Váyase, señor Rajoy. -Jesús Cacho/Vozpópuli-

El “Váyase, señor González” se convirtió en uno de los más famosos latiguillos parlamentarios de los años noventa, cuando el fogoso José María Aznar por quien nadie apostaba un ochavo como candidato a La Moncloa pugnaba por desgastar a un Felipe González cercado por la corrupción. Aznar ganó por fin unas elecciones y ocupó la presidencia del Gobierno durante ocho años. Seis meses antes de despedirse con la marcha fúnebre de los atentados del 11-M, su dedazo plenipotenciario invistió como sucesor a Mariano Rajoy, otra lumbrera obligada a perseverar dos legislaturas en la oposición para llegar a ocupar un poder que le había birlado uno de esos tipos, otro más, por el que ni el más osado se hubiera jugado jamás una perra gorda, el gran José Luis Rodríguez Zapatero.
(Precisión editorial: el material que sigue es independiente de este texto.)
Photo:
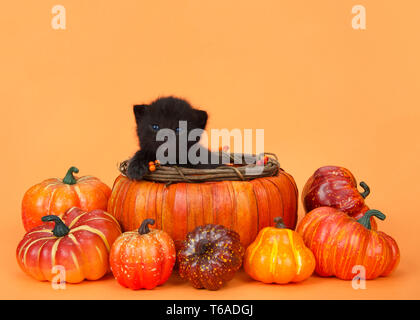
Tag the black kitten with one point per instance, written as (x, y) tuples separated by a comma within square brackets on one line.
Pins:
[(181, 119)]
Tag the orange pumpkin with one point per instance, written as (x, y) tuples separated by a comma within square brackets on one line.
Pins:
[(340, 242), (55, 196), (336, 187), (278, 255), (79, 242), (243, 206), (143, 258)]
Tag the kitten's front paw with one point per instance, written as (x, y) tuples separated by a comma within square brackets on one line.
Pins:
[(136, 171)]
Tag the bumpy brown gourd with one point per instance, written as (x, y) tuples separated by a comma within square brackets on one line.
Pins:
[(210, 256)]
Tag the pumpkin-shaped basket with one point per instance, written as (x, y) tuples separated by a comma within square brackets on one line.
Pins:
[(236, 196)]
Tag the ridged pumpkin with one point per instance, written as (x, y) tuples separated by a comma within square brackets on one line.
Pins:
[(278, 255), (55, 196), (243, 206), (80, 242), (340, 242)]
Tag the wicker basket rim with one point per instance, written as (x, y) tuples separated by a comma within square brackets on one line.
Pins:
[(174, 174)]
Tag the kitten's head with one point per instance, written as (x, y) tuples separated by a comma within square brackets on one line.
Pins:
[(165, 113)]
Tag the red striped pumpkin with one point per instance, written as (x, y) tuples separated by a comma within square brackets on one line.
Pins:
[(80, 242), (340, 243), (243, 206)]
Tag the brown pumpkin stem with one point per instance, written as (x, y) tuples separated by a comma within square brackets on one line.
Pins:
[(144, 227), (60, 229), (202, 246), (279, 223), (69, 178), (366, 189), (365, 220)]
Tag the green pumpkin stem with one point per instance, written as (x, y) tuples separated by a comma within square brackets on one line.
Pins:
[(60, 229), (202, 246), (366, 189), (69, 178), (365, 220), (144, 227), (279, 223)]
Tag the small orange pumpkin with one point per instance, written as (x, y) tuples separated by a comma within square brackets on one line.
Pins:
[(279, 255), (55, 196)]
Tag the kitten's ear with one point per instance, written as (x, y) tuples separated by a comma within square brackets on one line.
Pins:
[(201, 118), (139, 111)]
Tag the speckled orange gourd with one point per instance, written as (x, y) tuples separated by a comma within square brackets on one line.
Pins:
[(210, 256), (143, 259), (278, 255)]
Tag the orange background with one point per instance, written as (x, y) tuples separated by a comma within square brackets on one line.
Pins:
[(323, 92)]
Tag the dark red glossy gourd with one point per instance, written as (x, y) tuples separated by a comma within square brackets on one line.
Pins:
[(336, 187), (210, 256)]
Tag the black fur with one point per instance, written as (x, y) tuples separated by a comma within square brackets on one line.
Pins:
[(165, 113)]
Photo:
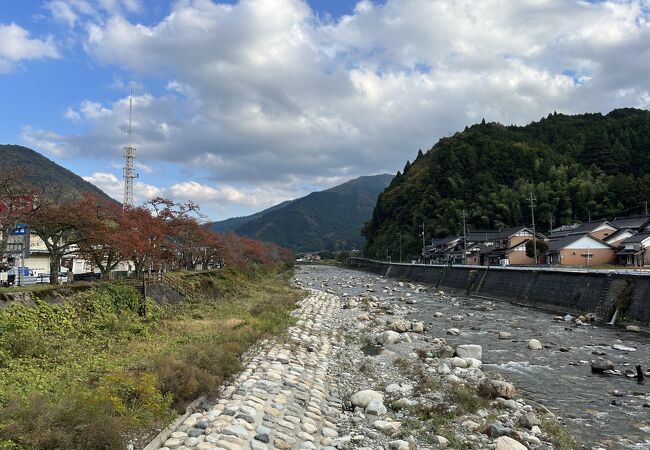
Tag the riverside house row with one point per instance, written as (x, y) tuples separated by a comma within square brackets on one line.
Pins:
[(624, 242)]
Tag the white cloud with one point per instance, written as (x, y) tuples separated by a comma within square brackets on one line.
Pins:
[(114, 187), (264, 94), (18, 46), (215, 202), (228, 195)]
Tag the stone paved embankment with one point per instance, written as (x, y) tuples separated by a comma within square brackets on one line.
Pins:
[(356, 373), (282, 399)]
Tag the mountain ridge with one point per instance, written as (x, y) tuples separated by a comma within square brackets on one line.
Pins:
[(576, 166), (324, 220), (42, 172)]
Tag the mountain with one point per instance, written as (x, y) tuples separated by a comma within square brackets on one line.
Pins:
[(577, 167), (44, 173), (234, 222), (325, 220)]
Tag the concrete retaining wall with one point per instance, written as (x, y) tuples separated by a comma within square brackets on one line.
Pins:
[(559, 291)]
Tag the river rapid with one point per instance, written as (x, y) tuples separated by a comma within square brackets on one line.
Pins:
[(604, 411)]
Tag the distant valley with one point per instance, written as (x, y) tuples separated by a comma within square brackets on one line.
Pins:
[(327, 220)]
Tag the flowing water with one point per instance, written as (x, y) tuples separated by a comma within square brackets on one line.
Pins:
[(558, 377)]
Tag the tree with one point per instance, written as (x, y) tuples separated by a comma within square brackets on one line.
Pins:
[(103, 240), (542, 248), (147, 238), (57, 224), (18, 202)]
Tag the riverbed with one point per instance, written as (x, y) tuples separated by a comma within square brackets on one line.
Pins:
[(600, 410)]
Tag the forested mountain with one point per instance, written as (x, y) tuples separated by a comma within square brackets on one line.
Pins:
[(577, 167), (235, 222), (325, 220), (54, 180)]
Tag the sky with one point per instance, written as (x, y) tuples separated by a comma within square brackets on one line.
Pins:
[(242, 104)]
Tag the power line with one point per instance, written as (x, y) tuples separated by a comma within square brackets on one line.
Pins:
[(129, 158), (464, 214), (532, 213), (423, 242)]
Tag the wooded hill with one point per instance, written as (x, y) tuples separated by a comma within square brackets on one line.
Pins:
[(577, 167), (55, 181), (326, 220)]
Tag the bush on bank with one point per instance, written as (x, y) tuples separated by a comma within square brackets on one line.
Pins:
[(88, 372)]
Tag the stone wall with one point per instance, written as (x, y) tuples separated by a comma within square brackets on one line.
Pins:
[(558, 291)]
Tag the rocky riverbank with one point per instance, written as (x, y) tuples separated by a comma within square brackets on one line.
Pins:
[(354, 372)]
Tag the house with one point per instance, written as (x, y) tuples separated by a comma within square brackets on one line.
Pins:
[(37, 258), (633, 251), (439, 252), (580, 250), (618, 236), (477, 253), (599, 229), (510, 247), (634, 223)]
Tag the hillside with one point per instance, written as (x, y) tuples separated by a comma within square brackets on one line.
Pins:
[(325, 220), (577, 167), (234, 222), (55, 180)]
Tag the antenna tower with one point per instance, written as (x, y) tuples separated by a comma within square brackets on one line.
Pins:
[(129, 157)]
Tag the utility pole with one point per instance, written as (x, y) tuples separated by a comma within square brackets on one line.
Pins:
[(464, 214), (400, 246), (423, 243), (129, 157), (532, 213)]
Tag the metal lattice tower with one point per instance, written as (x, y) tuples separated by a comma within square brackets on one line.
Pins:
[(129, 158)]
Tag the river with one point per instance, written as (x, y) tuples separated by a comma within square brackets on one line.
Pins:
[(558, 377)]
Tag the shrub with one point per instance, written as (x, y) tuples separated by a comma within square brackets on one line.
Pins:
[(70, 422), (134, 396)]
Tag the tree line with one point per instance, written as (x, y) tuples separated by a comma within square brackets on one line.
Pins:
[(578, 168), (159, 235)]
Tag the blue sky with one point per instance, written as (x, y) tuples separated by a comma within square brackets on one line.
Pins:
[(243, 104)]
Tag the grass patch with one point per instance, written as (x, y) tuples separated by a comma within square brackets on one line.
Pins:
[(83, 374)]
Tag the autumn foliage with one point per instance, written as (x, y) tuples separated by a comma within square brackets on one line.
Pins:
[(161, 235)]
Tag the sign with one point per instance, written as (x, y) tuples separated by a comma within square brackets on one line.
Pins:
[(21, 229)]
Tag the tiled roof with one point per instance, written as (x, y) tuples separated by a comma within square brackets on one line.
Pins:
[(636, 238), (555, 246), (634, 222)]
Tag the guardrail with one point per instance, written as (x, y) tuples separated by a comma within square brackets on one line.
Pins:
[(635, 272), (159, 278)]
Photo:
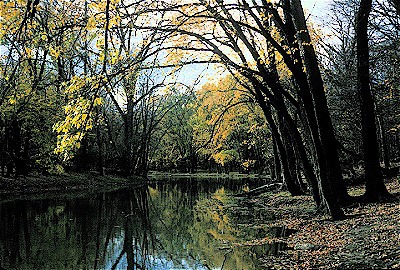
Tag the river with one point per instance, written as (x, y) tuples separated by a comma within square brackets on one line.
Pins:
[(181, 223)]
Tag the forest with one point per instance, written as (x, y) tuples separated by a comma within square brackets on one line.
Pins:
[(128, 87)]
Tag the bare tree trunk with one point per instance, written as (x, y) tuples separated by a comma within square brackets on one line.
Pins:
[(375, 187), (331, 182)]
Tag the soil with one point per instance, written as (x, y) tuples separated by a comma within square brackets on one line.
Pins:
[(368, 239)]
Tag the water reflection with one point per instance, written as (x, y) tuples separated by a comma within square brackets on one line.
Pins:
[(175, 225)]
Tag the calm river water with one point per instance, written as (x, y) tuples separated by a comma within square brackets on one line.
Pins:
[(179, 224)]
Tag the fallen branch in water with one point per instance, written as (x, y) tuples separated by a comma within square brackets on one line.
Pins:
[(260, 190)]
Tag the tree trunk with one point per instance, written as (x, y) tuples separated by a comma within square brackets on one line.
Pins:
[(291, 185), (375, 187), (331, 182), (384, 143)]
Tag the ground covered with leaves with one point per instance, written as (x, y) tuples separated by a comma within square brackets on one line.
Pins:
[(368, 239)]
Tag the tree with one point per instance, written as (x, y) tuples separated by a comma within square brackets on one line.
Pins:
[(375, 187)]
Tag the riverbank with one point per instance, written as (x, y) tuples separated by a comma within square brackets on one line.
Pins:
[(57, 185), (368, 239)]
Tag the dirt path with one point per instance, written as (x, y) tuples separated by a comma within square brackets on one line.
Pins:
[(368, 239)]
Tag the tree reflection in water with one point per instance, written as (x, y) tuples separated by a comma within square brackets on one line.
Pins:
[(161, 226)]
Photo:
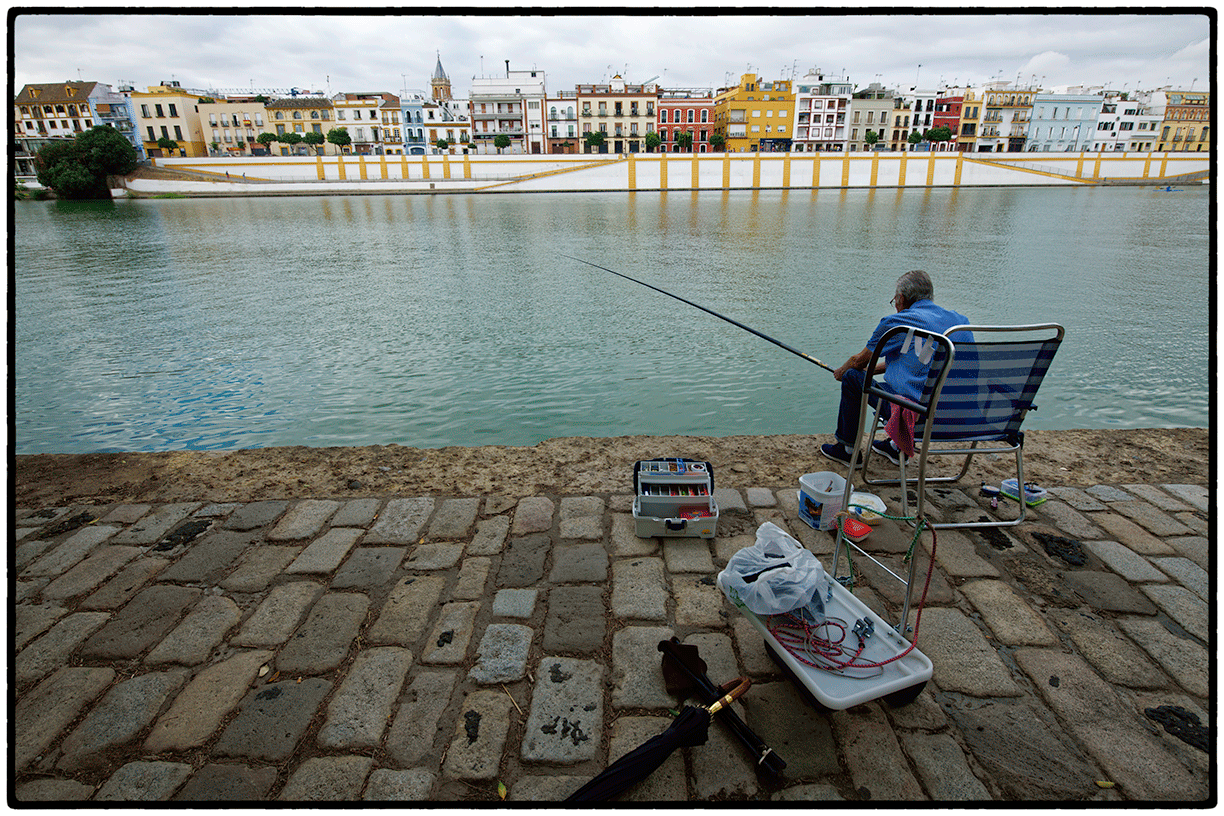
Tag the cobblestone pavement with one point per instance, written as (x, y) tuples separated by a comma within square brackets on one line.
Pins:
[(440, 647)]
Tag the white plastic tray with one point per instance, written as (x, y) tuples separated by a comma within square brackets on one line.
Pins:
[(835, 690)]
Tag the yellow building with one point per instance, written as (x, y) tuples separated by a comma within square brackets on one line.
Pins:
[(755, 115), (171, 111), (1186, 125)]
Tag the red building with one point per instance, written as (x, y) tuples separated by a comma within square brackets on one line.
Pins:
[(686, 111), (947, 114)]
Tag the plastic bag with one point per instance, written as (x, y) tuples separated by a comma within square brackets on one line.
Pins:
[(776, 575)]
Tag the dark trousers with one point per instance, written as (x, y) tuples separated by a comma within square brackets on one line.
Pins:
[(852, 396)]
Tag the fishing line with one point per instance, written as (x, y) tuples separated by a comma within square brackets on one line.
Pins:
[(710, 311)]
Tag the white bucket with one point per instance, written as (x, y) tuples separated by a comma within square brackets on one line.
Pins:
[(820, 498)]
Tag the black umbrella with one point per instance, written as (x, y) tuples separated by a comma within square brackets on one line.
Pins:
[(690, 728), (684, 671)]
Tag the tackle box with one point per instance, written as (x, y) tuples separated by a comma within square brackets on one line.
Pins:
[(673, 497)]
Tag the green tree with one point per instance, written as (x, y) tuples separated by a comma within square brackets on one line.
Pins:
[(339, 136), (595, 140), (316, 141), (78, 168), (940, 133), (107, 152)]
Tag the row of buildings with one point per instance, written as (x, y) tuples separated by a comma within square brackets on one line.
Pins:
[(813, 113)]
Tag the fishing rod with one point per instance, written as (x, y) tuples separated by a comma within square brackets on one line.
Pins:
[(710, 311)]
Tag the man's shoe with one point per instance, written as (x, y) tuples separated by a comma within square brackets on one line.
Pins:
[(837, 453), (884, 447)]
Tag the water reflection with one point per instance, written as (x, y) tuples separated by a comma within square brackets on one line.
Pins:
[(455, 319)]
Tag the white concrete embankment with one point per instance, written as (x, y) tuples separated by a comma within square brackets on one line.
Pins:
[(446, 173)]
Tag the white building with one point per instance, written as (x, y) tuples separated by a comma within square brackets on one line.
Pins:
[(1063, 122), (512, 107), (821, 113)]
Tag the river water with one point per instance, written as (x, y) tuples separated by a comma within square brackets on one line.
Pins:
[(429, 321)]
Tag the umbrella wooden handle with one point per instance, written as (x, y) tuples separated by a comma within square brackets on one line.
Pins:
[(735, 694)]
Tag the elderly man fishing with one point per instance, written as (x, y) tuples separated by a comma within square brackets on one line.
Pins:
[(903, 373)]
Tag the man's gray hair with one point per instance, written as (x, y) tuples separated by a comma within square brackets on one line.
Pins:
[(916, 285)]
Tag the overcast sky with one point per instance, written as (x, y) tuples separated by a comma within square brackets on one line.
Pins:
[(351, 53)]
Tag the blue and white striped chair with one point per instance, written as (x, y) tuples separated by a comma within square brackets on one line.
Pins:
[(978, 390)]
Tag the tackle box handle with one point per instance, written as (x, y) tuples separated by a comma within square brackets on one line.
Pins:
[(637, 470)]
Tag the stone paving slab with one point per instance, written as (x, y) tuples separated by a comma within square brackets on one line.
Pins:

Es la historia en trazo grueso de los “cerebros” que han ocupado una presidencia del Gobierno de España progresivamente devaluada por una clase política que mengua –en talento y capacidad de liderazgo- sin cesar desde los tiempos del ahora añorado por tantos Adolfo Suárez. Es el divorcio radical entre las clases medias ilustradas españolas, plagadas de valiosos profesionales liberales, y una clase política tan anémica como vilipendiada, rechazada de plano como opción de futuro para sus hijos/as por cualquier padre responsable. La política como sucedáneo de la traición, la sumisión y el miedo. Camino de perdición hacia la nada. Lo dijeron Stuart Mill y Tocqueville: el hombre sabio y popperiano jamás aceptaría someterse al juicio del electorado, de lo que resulta que los criterios de selección de la democracia tienden a expulsar del juego a los mejores. La “selección negativa” de Sartori. Por increíble que parezca, Rajoy hizo ayer un relato triunfalista de los resultados electorales cosechados por el PP el pasado día 20, olvidando que perdió 63 escaños y más de 3,6 millones de votos respecto a noviembre de 2011. Ya había recibido severas advertencias en las europeas de 2014 y en las municipales y autonómicas de mayo de este año. Como el que ve llover. De victoria en victoria hasta la debacle final. Váyase, señor Rajoy.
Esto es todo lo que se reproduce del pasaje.